その背中が闇に溶けていく。衿もまた小さく息を吐き、一人で歩き出した。
3人の姿が見えなくなった瞬間——
瑠美と吾郎は、血にまみれた八村のもとへ駆け寄る。
「……まだ、間に合う」
瑠美が膝をつき、八村の胸に手を当てた。指先に微かな雷光が走る。
「……」
瞬間、紫の閃光が走り、八村の体が大きく跳ねた。
心臓が再び鼓動を打ち始める。
「っ……う、あ……」
八村が息を吐き、薄く目を開けた。だが、身動きが取れない。
両腕と両脚が、岩の触手のようなものに絡め取られていた。
「目を覚ましたか」
吾郎が低くつぶやく。
その声には、安堵と怒りが入り混じっていた。
「正直に白状しろ。

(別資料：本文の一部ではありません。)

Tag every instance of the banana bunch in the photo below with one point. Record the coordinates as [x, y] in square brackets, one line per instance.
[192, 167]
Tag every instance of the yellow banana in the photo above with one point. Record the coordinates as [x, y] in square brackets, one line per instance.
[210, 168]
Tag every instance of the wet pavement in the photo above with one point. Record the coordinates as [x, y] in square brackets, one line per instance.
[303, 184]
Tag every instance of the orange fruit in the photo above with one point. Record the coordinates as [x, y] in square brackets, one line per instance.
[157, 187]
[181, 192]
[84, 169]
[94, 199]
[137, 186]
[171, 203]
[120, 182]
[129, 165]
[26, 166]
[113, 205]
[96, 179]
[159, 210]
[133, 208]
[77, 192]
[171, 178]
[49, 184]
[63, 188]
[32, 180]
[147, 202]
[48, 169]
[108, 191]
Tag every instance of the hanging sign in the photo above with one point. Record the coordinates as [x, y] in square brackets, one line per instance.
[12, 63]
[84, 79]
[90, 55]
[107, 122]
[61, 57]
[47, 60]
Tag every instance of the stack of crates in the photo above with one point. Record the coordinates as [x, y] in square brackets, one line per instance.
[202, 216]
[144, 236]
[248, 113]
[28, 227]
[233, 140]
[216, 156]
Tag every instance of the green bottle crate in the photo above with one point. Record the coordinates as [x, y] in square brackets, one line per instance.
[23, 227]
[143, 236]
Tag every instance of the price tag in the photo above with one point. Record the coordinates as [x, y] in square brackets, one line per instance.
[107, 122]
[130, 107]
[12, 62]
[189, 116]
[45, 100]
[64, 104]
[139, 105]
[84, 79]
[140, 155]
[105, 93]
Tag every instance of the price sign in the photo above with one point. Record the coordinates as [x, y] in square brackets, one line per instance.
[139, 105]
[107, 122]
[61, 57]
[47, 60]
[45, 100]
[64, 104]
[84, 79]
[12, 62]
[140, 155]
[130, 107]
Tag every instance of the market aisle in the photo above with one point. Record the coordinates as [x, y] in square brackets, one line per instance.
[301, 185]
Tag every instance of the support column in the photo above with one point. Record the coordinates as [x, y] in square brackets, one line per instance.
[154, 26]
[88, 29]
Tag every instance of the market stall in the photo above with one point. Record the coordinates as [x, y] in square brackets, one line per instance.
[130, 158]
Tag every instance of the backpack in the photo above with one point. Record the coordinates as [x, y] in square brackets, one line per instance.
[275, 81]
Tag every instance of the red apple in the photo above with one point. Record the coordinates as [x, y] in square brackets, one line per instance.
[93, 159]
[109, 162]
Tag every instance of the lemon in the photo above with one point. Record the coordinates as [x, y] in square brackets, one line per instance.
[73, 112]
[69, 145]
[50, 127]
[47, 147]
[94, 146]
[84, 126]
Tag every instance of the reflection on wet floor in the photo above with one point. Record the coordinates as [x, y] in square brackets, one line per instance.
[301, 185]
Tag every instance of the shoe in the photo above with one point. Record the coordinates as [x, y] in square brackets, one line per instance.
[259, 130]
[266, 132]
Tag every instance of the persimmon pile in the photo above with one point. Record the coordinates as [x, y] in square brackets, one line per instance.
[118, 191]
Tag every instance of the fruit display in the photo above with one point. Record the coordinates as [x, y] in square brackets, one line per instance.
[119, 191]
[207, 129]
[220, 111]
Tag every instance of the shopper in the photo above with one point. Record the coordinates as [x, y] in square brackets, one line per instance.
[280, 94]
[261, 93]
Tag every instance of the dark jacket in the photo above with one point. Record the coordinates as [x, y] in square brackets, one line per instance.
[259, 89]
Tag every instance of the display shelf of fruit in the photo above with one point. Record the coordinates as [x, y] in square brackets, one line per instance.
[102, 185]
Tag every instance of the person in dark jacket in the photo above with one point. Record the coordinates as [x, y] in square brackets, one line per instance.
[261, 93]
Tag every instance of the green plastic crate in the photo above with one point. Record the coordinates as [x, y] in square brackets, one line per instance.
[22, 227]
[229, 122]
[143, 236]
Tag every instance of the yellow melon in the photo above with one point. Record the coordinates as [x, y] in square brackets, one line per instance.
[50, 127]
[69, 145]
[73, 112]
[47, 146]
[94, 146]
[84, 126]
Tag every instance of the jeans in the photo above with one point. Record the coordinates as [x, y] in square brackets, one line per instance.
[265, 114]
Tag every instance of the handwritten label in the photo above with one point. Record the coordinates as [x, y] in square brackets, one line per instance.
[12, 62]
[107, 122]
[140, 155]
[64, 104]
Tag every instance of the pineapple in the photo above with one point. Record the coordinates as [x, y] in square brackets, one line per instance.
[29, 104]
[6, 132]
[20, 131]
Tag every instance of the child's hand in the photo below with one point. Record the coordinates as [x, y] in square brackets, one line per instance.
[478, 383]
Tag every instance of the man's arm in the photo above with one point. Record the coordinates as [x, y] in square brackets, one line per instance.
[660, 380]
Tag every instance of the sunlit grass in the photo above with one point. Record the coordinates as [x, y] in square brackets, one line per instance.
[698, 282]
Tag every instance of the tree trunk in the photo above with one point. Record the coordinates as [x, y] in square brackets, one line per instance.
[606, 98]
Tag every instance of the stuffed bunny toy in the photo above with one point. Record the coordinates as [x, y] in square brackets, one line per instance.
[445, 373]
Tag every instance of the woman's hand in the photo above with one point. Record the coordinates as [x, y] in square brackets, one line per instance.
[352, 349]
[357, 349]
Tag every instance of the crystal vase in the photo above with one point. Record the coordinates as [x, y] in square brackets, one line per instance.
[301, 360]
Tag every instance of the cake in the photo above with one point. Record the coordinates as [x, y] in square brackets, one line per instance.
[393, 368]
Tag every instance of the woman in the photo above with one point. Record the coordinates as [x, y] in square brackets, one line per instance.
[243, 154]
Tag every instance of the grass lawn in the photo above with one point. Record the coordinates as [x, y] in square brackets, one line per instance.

……貴様、テリヤだろ?」
吾郎の声が低く、鋭く響く。
「魔法使い狩りのひとり。死刑囚——そうだな?」
その言葉に、八村の顔から血の気が引いた。
一瞬の沈黙ののち、かすれた声で答える。
「あぁ そうや 整形してバレんようにしてたんやけどな……」
瑠美の瞳が、細く光る。
彼女はゆっくりと八村の腹を踏みつけた。
ゴリッ、と骨が軋む音。
「スーリヤとは、一体どんな奴なの?」
感情のこもらぬ声。その冷たさが、かえって恐ろしい。
八村は苦しげに息を吐きながら、それでも笑った。
「正直に言うと……あいつはボスの側近や、幹部の中でいっちゃん強い。圧倒的やで……」
吾郎が腕を組み、低く続ける。
「魔法犯罪人撲滅委員会から連絡が来ている。俺たち魔法使いは、ヴィラの基地に突入する。」
八村は驚きに目を見開き、そして小さく笑った。
「ははっ……そうか。正直に言うで、俺、ヴィラまじで大っ嫌いやねん。
今度こそは裏切らん。……頼む、俺を仲間にしてくれ」
瑠美の足が震える。
「お前みたいな……家族を…感情を…沢山の人を奪ったゴミクズなんか…仲間にしない……!」
声がかすれ、息が詰まる。
怒りか、悲しみか、自分でもわからなかった。
吾郎が静かに歩み寄り、肩に手を置いた。
「落ち着け 瑠美 元ヴィラの者がこちらにつけば有利になる」
その声には、冷静さと、どこか瑠美を守る優しさが混じっていた。
瑠美は唇を噛み、拳を握る。
雷光が指先をかすめたが、やがて静まる。